Winter hazel ('Corylopsis veitchiana') flowers in late March to early April and the flowers are really amazing. Weeping racemes up to 3" in length adorn small buttery-yellow flowers that have a light fragrance. It blooms prolifically and is covered in golden chains of flowers.

Winterhazel (at State Botanical Garden)

This is not to be confused with Witch-hazel (Hamamelis) also called Winterbloom because it blossoms bright yellow in the darkening days of fall and winter. It is a medium to large size shrub which can sometimes be treelike with its angular and zigzagging branches. The horticultural name means "together with fruit". A rarity among trees its fruit, flowers, and next year's leaf buds all appear on the branch simultaneously.

Witch-hazel (taken at Atlanta Botanical Gardens)

I see a pattern emerging here. All these trees have blooms that appear on leafless stems. I think this is a reflection of my desire to have more winter/spring interest in my garden.

Here is a shrub that I admire each time we are in the mountains that I would love to see in my woodland garden....the Mountain Laurel ('Kalmia'). It is related to the rhododendron and similarly they need moist air  and rich, acidic soil. This is not a problem in Georgia!

Mountain Laurel 'Kalmia'

The Flowering Quince is another of the first shrubs to bloom each year.  It is incredibly easy to grow and virtually indestructible. It likes sun and well drained soil and it will provide great color for the winter garden.

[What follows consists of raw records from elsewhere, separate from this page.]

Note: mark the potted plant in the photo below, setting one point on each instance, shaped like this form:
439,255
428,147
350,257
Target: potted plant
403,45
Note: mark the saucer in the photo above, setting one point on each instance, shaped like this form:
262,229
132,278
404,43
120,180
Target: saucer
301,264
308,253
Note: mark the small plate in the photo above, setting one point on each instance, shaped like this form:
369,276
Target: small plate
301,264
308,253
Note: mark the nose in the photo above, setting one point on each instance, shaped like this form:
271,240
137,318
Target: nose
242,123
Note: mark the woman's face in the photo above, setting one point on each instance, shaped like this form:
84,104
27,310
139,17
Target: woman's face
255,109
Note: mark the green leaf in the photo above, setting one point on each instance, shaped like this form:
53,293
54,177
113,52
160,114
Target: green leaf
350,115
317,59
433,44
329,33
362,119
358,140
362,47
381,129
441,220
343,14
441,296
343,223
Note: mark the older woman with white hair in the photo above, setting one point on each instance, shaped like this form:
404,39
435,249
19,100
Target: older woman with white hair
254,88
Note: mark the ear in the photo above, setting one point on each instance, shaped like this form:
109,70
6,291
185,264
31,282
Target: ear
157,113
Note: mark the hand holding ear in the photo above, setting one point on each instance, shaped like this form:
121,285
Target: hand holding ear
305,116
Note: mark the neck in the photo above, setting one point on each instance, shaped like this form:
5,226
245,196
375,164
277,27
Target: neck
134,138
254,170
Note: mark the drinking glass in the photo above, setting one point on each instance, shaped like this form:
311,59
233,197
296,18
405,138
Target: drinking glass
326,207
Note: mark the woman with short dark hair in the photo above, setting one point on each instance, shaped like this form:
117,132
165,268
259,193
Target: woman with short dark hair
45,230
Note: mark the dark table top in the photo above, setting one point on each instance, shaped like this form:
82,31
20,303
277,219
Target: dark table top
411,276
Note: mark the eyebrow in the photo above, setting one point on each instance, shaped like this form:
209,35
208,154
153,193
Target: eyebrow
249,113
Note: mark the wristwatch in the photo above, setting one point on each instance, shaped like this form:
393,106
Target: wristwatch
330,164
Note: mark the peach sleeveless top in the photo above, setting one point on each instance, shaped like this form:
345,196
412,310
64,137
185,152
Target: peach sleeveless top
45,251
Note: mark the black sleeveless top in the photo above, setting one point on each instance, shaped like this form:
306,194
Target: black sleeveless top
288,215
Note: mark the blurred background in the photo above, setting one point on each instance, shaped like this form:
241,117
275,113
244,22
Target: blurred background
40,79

Flowering Quince (Chaenomeles)

I think this is a pretty good start to my list for 2011. At least I have the trees and shrubs picked out. Now, on to the accent plants, grasses and ground cover choices. Stay tuned....

Saturday, January 1, 2011

Inspired tree recycling...

Have you recycled your Christmas tree yet? Chances are you have. Maybe you took it to your local tree recycling depot where they chip the trees and use it as mulch. If you have a pond perhaps you sunk it into your pond as a refuge and feeding area for fish. Or, like me, you placed it in your garden to enhance your wildlife habitat. But, do you ever wonder what happens to all those trees that don't get sold at tree lots, nurseries or the big box stores? This week my kids and I went to Zoo Atlanta where we found out about one Atlanta purveyor who had the forethought to donate his remaining trees to the Zoo. What genius! The animals LOVE them!

The Black Rhino eagerly munched away at the tree which had been thrown in its yard. It even picked up the entire tree with its horns and proudly carried it around.

The African Elephant chomped happily away at the tree limbs too.

And who knew that Red Kangaroos would devour them?

Of course one would expect the goats and sheep in the petting zoo to like just about anything and so it was no surprise that they were crazy over these trees. They just gorged on them en masse!

I talked with one of the zoo keepers who explained that trees from people's homes couldn't be used since they stand in water for weeks and they are usually dried out by the time they get taken down. Animals really prefer fresh trees.

So, my plan is to get the word out. Many if not most states have a ban on trees in landfills and have recycling options for Christmas trees...such as soil erosion barriers, fish feeders or mulch for paths and hiking trails. So why not consider encouraging your local Christmas tree lot entrepreneur, tree farmer or even the big box stores to donate their unsold trees to the local zoo. It helps out the zoo with feed costs, puts the trees to good use and they become good stewards of the community. It is a win-win for all.